Eran los últimos días de verano y los rayos del sol aún eran lo bastante fuertes como para permitir una escapada a la montaña. No es raro regalarse unos días para disfrutar del aire libre en la montaña cuando uno tiene a sus abuelos en Alta Badia.

Esta vez, sin embargo, era diferente: la pequeña Carlotta y sus padres habían recibido la visita de unos amigos de vieja data que habían llegado de Padua con sus hijas y querían pasar todos juntos el último fin de semana antes de que las niñas volvieran a clases.

¿Qué podían hacer de divertido, considerando que eran un grupo de adultos y niñas? A Elena, que había nacido y crecido por esos lugares, se le ocurrió una idea: ¡un buen paseo en bicicleta por la San Candido-Lienz!

El trayecto dura alrededor de 45 km y sigue el curso del río Drava con una pendiente ligera, por lo que resulta ideal para todas las edades y para todo tipo de ciclistas.

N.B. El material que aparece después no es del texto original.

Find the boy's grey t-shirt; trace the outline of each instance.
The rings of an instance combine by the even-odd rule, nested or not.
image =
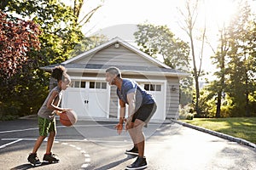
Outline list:
[[[48,100],[49,100],[50,95],[52,94],[52,93],[53,93],[54,91],[56,91],[56,92],[58,92],[58,94],[59,94],[56,96],[56,98],[55,99],[55,100],[59,99],[59,101],[58,101],[58,103],[57,103],[57,106],[60,105],[61,100],[61,98],[62,98],[62,91],[61,91],[61,89],[59,88],[59,87],[56,86],[55,88],[54,88],[49,92],[49,94],[48,94],[46,99],[44,100],[44,102],[42,107],[40,108],[40,110],[39,110],[39,111],[38,111],[38,115],[40,117],[46,118],[46,119],[49,119],[49,120],[53,120],[53,119],[54,119],[54,117],[55,117],[55,113],[54,113],[54,111],[51,110],[49,110],[49,109],[47,108],[47,102],[48,102]]]
[[[128,104],[127,94],[130,93],[136,94],[136,110],[143,105],[154,103],[153,96],[148,94],[147,91],[142,88],[135,81],[123,78],[121,90],[117,88],[117,94],[119,99]]]

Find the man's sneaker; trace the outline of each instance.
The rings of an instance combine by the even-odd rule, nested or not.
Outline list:
[[[60,162],[58,156],[52,153],[44,154],[43,161],[45,162],[49,162],[49,163],[52,163],[52,162],[57,163]]]
[[[126,167],[126,169],[144,169],[147,167],[146,157],[137,157],[137,160]]]
[[[131,150],[126,150],[125,154],[137,156],[138,150],[136,146],[133,146]]]
[[[33,166],[39,166],[42,162],[39,161],[37,153],[32,153],[28,156],[27,161]]]

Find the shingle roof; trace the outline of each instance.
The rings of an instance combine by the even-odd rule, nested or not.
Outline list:
[[[59,65],[51,65],[42,69],[45,71],[51,71],[55,66]],[[148,66],[132,66],[132,65],[94,65],[94,64],[61,64],[65,66],[67,71],[71,72],[105,72],[106,69],[110,66],[116,66],[122,72],[142,72],[148,73],[148,75],[159,75],[160,73],[166,76],[187,76],[189,74],[178,71],[174,69],[160,68],[160,67],[148,67]]]

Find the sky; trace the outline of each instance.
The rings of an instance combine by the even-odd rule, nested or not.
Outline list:
[[[205,6],[200,13],[207,15],[207,38],[214,47],[217,44],[218,26],[224,21],[229,20],[236,8],[232,0],[205,0],[204,2]],[[256,9],[256,1],[249,0],[249,2],[252,8]],[[99,4],[103,6],[83,28],[83,32],[87,36],[100,33],[106,35],[109,39],[119,37],[136,45],[133,37],[137,30],[136,26],[148,22],[154,25],[166,25],[176,37],[189,42],[188,35],[181,28],[183,19],[177,9],[183,9],[184,0],[104,0],[103,3],[102,0],[87,0],[83,11],[86,13]],[[200,29],[204,19],[199,17],[197,20],[196,27]],[[200,42],[197,42],[195,50],[200,49]],[[207,77],[209,79],[212,77],[211,72],[215,70],[215,65],[210,60],[211,55],[212,51],[208,45],[206,45],[202,69],[210,72]],[[198,60],[197,63],[199,63]]]

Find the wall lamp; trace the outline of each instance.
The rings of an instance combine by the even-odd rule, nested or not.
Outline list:
[[[171,88],[171,90],[172,90],[172,92],[175,92],[175,91],[177,90],[177,88],[175,88],[174,85],[172,85],[172,88]]]

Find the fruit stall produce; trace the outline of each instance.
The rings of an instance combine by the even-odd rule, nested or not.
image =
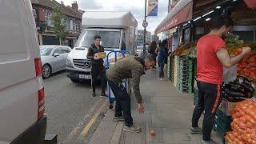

Este factor resultó determinante en su caso, porque el grupo estaba formado por cuatro adultos y tres niñas de dos, seis y ocho años, con exigencias y capacidades diferentes. Llegaron a San Candido en tren, alquilaron las bicicletas en la estación y salieron hacia Lienz. Después de un paso inferior, ya estaban en la ciclovía, ¡listos para ponerse en marcha!

El recorrido es independiente de la ruta de los coches, pasa por bosques y por los prados más soleados de toda Austria. Por eso pudieron disfrutar del calorcito del final del verano. Inmediatamente después de Sillian, más o menos a un tercio del recorrido, hicieron una parada en el punto de venta de Loacker, una parada obligada para todos los golosos del mundo. Allí pudieron llenarse la panza de delicias antes de subirse nuevamente a la bici.

A partir de aquel momento, niñas y adultos se enamoraron del paseo y llegaron a Lienz sin detenerse. Para un recorrido de estas características, simple pero no corto, lo ideal es mantener un ritmo moderado y tener un sillín como Scientia, calibrado en función de la propia posición de conducción y de la distancia entre los huesos de la pelvis. El Scientia, permite disfrutar de la máxima comodidad incluso cuando se pedalea por horas.

Elena estuvo muy contenta de poder mostrar a sus amigos la belleza de sus montañas y de transmitir a su hija Carlotta, a Margherita y a Vittoria, la alegría de alcanzar una meta lejana con la fuerza de las propias piernas.

A veces sucede esto... incluso si uno no pedalea todos los días, de repente se da cuenta de lo “democrática” que puede ser la bici, gracias a su capacidad de unir a grandes y niños. Y se da cuenta también, sobre todo, de que un paseo en bicicleta da un ritmo nuevo al mundo que nos rodea y nos permite disfrutarlo de manera diferente.

¡A las niñas les ha gustado tanto el paseo que ya están pidiendo volver en primavera!